Wilder, according to Perens, is also “really off base” with his claim that the FSFs real concern is that Novell and Microsoft find a way to build bridges between the two worlds of open-source and proprietary software, which is, essentially, a bridge too far for the FSF.
“It is now, and always has been, legal to make proprietary software that runs on a GNU/Linux system,” Perens said. “Oracle does it with no problem, for example. Thats not a bridge between the proprietary and open-source world? Why is that legal?
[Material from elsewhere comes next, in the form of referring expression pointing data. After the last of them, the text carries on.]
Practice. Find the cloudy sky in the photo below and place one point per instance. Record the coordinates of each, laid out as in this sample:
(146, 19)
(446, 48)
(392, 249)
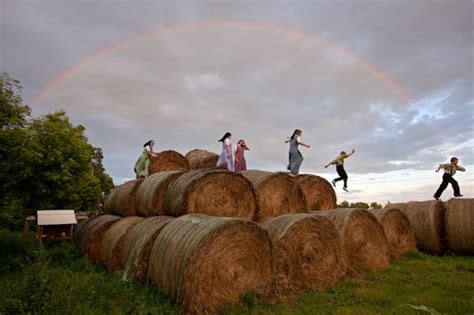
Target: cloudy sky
(392, 79)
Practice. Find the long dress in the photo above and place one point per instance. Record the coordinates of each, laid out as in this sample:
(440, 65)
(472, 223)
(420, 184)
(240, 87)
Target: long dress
(142, 165)
(224, 158)
(295, 157)
(240, 163)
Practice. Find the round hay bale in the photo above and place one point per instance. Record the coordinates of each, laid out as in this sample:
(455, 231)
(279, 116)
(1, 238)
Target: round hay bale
(318, 192)
(427, 221)
(90, 234)
(205, 263)
(398, 231)
(168, 161)
(219, 193)
(363, 238)
(150, 194)
(460, 225)
(121, 201)
(137, 243)
(201, 159)
(111, 246)
(308, 253)
(277, 193)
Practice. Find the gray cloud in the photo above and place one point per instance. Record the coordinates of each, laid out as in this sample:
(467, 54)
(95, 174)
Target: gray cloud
(186, 88)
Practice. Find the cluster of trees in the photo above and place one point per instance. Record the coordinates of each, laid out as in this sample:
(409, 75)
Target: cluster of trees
(359, 205)
(46, 162)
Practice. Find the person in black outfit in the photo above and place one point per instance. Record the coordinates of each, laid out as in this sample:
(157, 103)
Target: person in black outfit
(449, 171)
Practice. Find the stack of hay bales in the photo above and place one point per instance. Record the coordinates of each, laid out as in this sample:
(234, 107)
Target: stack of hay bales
(218, 193)
(90, 234)
(363, 238)
(277, 194)
(198, 158)
(318, 192)
(149, 197)
(460, 225)
(196, 241)
(398, 230)
(206, 262)
(168, 161)
(308, 253)
(428, 221)
(121, 200)
(137, 244)
(441, 227)
(111, 245)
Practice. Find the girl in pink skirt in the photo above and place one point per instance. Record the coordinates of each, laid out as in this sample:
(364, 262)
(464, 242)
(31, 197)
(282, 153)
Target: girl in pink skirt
(240, 163)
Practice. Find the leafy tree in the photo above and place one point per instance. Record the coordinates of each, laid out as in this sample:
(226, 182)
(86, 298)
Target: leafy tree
(13, 114)
(45, 162)
(63, 171)
(106, 182)
(13, 141)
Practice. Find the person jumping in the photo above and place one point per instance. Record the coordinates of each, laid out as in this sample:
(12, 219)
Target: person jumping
(449, 171)
(339, 162)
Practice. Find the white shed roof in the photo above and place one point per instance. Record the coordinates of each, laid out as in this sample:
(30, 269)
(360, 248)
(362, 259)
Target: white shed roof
(56, 217)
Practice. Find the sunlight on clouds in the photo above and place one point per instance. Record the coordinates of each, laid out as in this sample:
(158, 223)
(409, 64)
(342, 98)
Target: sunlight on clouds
(203, 81)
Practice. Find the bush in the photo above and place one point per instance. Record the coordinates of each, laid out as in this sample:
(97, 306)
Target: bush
(16, 250)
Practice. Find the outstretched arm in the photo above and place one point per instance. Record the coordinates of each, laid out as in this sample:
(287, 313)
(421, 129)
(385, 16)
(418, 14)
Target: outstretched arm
(303, 144)
(330, 163)
(353, 151)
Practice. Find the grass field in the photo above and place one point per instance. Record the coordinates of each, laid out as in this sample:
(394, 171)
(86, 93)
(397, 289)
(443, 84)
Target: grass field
(55, 280)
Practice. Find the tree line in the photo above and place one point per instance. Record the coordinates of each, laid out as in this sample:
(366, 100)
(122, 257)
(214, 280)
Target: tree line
(45, 162)
(359, 205)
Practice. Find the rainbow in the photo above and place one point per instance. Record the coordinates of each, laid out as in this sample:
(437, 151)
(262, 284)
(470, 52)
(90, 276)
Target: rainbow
(122, 45)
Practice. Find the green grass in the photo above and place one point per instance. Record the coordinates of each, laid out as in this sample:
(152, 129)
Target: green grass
(55, 280)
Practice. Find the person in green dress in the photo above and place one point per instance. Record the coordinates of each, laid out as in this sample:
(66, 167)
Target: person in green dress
(142, 165)
(339, 162)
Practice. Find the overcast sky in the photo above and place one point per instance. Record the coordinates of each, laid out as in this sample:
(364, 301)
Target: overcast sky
(392, 79)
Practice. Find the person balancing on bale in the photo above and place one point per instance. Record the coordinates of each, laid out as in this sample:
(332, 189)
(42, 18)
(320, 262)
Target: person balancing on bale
(240, 163)
(226, 154)
(295, 156)
(449, 171)
(339, 162)
(142, 165)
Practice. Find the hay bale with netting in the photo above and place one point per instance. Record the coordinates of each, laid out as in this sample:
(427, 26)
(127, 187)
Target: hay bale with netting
(137, 243)
(90, 234)
(201, 159)
(111, 246)
(150, 195)
(121, 201)
(218, 193)
(168, 161)
(318, 192)
(205, 263)
(460, 225)
(363, 238)
(308, 253)
(398, 231)
(427, 219)
(277, 194)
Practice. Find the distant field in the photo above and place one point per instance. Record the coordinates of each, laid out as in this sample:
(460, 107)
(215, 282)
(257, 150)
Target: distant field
(56, 280)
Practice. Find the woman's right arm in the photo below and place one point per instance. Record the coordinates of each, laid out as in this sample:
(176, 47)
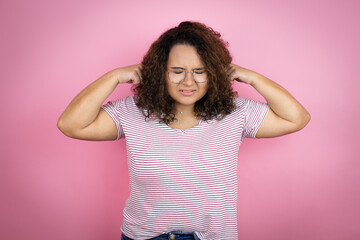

Because the FSF made it so.”
The key library that Oracle was required to link to was the GNU C library, otherwise known as GLIBC, or just libc, on Linux. “That is licensed under the LGPL, a license that the Free Software Foundation created so that anyone could bridge free software libraries with proprietary software,” he said.
“So, what we really are hearing here is a representative for the worlds biggest closed software company trying to make a case that the Free Software Foundation isnt open enough for them, when of course Microsoft does not give people anything close to the rights that FSF grants on every bit of software that they own,” he said.
ACT Executive Director Morgan Reed has also said that the text in the third draft to require the automatic grant of a patent license to all recipients of a covered work if they “convey, or propagate by procuring conveyance of, a covered work” is flawed as this is a contract term, not a license term, and because Microsoft and companies like them are not parties to the contract, they are not bound by it.
“What that means is that a nonparticipant is now part of the agreement; we have transcended a license and moved into the realm of contracts,” Reed said. “The third party is not being given any rights, only obligations. Obligations that they havent agreed to assume. The case law on software licensing has not eroded the importance of assent in contract formation. Mutual assent is the bedrock of any agreement to which the law will give force.”
But, to Perens, the fact that Microsoft is currently giving to customers coupons that can be redeemed for a copy of SUSE Linux indicates that these coupons are intended to be redeemed for a copy of the copyrighted GPL 2 software.
“So, Microsoft is actively participating in distribution of the GPL2 software today, and must have assented to GPL 2 to do that, because any distribution without assent to GPL2 would be infringement. Under GPL 2, they have already given away the rights to use Microsoft patents that are applied in the Novell distribution, for any use in any GPL software, by anyone, forever,” Perens said.